We are also proposing that all current IIROC and Ontario Securities Commission expectations and conditions relating to the offering of CFDs to retail clients be codified as IIROC requirements that apply to a broader range of retail client highly-leveraged securities or derivative transactions, positions and accounts.24 To achieve this result, we are proposing that IIROC enact:

  • additional Dealer Member account opening procedures for all derivatives account offerings to restrict the derivative trading of insiders, which would include:
    • requiring all prospective clients to disclose whether they are insiders
    • informing insiders that they are prohibited from trading derivatives with such underlying security
    • requiring clients to acknowledge that they are required to update the Dealer Member of any changes to their insider status
    • requiring the monitoring of insider accounts to ensure such prohibition is enforced
  • additional Dealer Member account opening procedures for all highly-leveraged and complex derivatives product/account offerings to require a documented assessment of the depth of investment knowledge and trading experience of a potential client before an account is approved to be opened
  • OTC derivative product design restrictions that prohibit the offering of OTC derivatives to retail clients that confer the right or obligation to acquire or deliver the underlying security or instrument or confer any other rights of shareholders of the underlying security or instrument, such as voting rights
  • a requirement that all new highly leveraged and complex product/account offerings to retail clients and changes to existing product/account offerings to retail clients (including proposed new underlying asset classes such as cryptocurrencies) must be approved in advance by IIROC.25
  1. Client disclosure and periodic client reporting

  1. Risk disclosure statement

IIROC’s current derivatives risk disclosure requirements specify that:

  • clients must be provided with a risk disclosure statement in advance of trading in futures contracts, futures contract options and option contracts
  • the risk disclosure statement provided must be approved by IIROC.

In 1998, a consolidated options and futures risk disclosure document was introduced by IIROC, which replaced the need to provide separate risk disclosures to futures and options clients.26

Of note, even though these requirements don’t technically apply to OTC derivative offerings, IIROC ensured that they do apply by obtaining undertakings from those Dealer Members who in 2009 began offering OTC derivatives to retail clients, such as CFDs and Forex. However, the disclosures provided by these CFD and Forex firms do not necessarily include a discussion of the incremental risks associated with transacting in OTC derivatives.

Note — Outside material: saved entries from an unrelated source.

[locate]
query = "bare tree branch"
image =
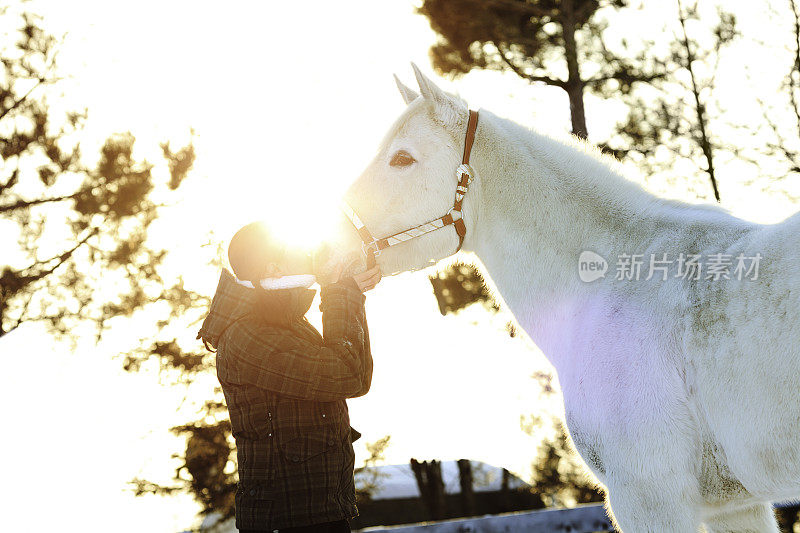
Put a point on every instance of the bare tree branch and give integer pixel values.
(705, 142)
(522, 74)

We believe that IIROC’s consolidated derivatives risk disclosure statement should be updated to include risk disclosures specific to OTC derivatives. In doing so, the concept of one risk disclosure document for all types of derivatives should be retained to ensure continued streamlined disclosure. To achieve this result, we are proposing that IIROC:

  • replace the current risk disclosure statement with the one set out in Attachment B27
  • enact a requirement to disclose the percentage of accounts that were profitable for clients for each of the four most recent quarters for a Dealer Member offering OTC derivatives to retail clients28
  1. Pre-transaction compensation disclosure

We believe that pre-transaction compensation disclosure should be provided to the same population of clients for all investment product transactions (including derivatives transactions) they enter into. To achieve this result, we are proposing that IIROC:

  • amend IIROC Rule section 3218 to extend the pre-transaction compensation disclosure requirement to all investment product transactions (including derivatives transactions)29  30
  1. Trade confirmation

We are proposing that IIROC harmonize as much as possible the confirmation requirements for all investment product transactions, including derivatives transactions. Specific to derivative transactions, we are proposing that IIROC limit the list of specific transaction confirmation disclosure elements to information that is non-standardized or unique to each derivative transaction. To achieve this result, we are proposing that IIROC:

  • expand the scope of IIROC Rule clause 3816(2)(ii) so that it applies to futures contracts, forward contracts and CFDs - the current scope of this provision is limited to futures contracts
  • expand the scope of IIROC Rule clause 3816(2)(iii) so that it applies to option contracts and futures contract options - the current scope of this provision is limited to futures contract options
  • expand the scope of IIROC Rule clause 3816(2)(vii) so that it applies to all OTC derivatives - the current scope of this provision is limited to CFDs and Forex
  • introduce new IIROC Rule sub-clause 3816(2)(x)(c) to exempt a Dealer Member from having to provide a trade confirmation for a swap transaction in circumstances where the firm enters into a standard industry agreement that is acceptable to IIROC (such as the ISDA Master Swap Agreement) and the agreement confirms the key terms of the swap transaction
  • expand the scope of IIROC Rule subsection 3815(1) to require the Dealer Member retain and maintain order, transaction and instruction records (e.g. order type, date, time stamp, etc.) for any type of derivative.
  1. Revisions to the “market value” definition

An updated approach to determining the “market value” of firm inventory and client account positions was implemented as part of IIROC’s Client Relationship Model Phase 2 amendments on December 31, 2015. The revisions made to the definition were focused on ensuring accurate periodic reporting (monthly, quarterly and annual reporting):

  • to clients within the account statements and other mandated reports
  • to IIROC within IIROC Form 1

In developing these revisions, there was little focus on the specific challenges associated with valuing:

  • OTC derivatives
  • account positions on a daily or intra-day basis.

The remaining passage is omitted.